My story
Biography
I am an Iranian ceramic artist currently based in Dubai. Born in Iran and raised in Shiraz, I later moved to Dubai to study Interior Design at the Canadian University Dubai. My artistic practice took shape in Tehran, where my relationship with clay gradually evolved into a sculptural language centered on form, tactility, and emotional expression.
Working primarily through hand-building techniques, I create pieces that exist between vessel and body, exploring themes of transformation, presence, resilience, and the complexities of human experience. I am drawn to the expressive potential of clay—its ability to record touch, retain memory, and embody both strength and fragility.
Over the years, my work has been presented in several exhibitions in Tehran, allowing me to share my evolving practice with a wider audience. Alongside my work as an artist, I am also a mother of two. The experience of motherhood has deepened my understanding of creation, care, continuity, and transformation—ideas that subtly find their way into my work.
Now based once again in Dubai, I continue to develop my practice within an international context, expanding my artistic dialogue and engaging with audiences across the region and beyond.
Artist Statement
My practice explores imperfection as a form of truth. Through sculpture, I investigate the tension between control and surrender, structure and vulnerability, seeking a visual language that embraces what is irregular, incomplete, and deeply human.

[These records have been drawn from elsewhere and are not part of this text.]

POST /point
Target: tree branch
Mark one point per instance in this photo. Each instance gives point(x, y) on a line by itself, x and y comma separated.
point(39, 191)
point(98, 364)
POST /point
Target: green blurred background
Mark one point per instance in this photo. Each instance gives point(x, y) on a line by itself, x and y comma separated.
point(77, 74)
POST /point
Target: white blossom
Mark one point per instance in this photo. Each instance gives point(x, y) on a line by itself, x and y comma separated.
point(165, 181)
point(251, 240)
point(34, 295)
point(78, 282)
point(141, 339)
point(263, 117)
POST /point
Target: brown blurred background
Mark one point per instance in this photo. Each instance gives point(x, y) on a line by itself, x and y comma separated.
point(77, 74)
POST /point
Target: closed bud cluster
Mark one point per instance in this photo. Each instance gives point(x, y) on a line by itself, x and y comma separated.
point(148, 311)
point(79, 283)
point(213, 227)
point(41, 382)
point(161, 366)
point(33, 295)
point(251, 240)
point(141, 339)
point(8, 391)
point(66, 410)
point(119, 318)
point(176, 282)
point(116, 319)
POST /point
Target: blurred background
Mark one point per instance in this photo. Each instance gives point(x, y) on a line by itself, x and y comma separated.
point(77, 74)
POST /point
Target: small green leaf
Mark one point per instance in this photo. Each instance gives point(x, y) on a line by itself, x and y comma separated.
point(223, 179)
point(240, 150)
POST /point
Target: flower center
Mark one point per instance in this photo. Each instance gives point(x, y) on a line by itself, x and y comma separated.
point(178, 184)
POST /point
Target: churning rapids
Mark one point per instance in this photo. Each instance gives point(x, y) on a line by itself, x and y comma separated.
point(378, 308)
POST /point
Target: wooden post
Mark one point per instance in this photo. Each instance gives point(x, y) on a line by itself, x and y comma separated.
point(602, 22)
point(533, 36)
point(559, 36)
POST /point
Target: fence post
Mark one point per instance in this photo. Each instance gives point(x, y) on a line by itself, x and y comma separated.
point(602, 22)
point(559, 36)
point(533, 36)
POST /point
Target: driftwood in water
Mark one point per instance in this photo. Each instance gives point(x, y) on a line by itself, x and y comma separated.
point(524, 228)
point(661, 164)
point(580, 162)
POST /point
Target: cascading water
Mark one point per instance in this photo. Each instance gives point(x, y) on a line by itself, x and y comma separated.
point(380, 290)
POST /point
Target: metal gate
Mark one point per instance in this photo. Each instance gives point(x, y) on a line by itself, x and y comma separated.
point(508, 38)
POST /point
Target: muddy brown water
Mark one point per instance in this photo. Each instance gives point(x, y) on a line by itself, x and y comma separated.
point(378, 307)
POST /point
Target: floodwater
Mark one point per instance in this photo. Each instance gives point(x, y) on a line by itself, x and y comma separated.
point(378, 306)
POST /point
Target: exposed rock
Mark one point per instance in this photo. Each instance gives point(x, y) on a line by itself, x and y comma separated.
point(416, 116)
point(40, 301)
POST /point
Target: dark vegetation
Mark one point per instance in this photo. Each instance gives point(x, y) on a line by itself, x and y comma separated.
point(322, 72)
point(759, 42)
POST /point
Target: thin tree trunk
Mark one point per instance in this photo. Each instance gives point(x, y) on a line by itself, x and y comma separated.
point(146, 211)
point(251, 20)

Working primarily with clay, I create forms that exist between vessel and body. These shapes emerge through an intuitive, hand-built process in which the material itself becomes an active collaborator. Rather than imposing absolute control, I allow gestures, distortions, and unexpected shifts to remain visible, preserving traces of making and the passage of time.
My work is informed by the cultural memory of Iran and by the experiences of women whose presence, resilience, and emotional complexity continue to shape my understanding of identity and belonging. While rooted in personal experience, the sculptures are not intended as portraits or representations. Instead, they function as embodied forms that carry both individual and collective narratives, inhabiting a space between containment and exposure, fragility and strength.
The decision to leave surfaces raw and unglazed is central to my practice. The natural texture of clay retains a sense of honesty and immediacy, allowing the material to speak without concealment. I am interested in how surface can hold memory—how cracks, irregularities, and imperfections become records of transformation rather than flaws to be corrected.
Ultimately, my work is an invitation to reconsider conventional ideas of beauty and completion. By embracing asymmetry, vulnerability, and material authenticity, I seek to create spaces for reflection where viewers may encounter beauty not in perfection, but in the complexity, resilience, and unfinished nature of human experience.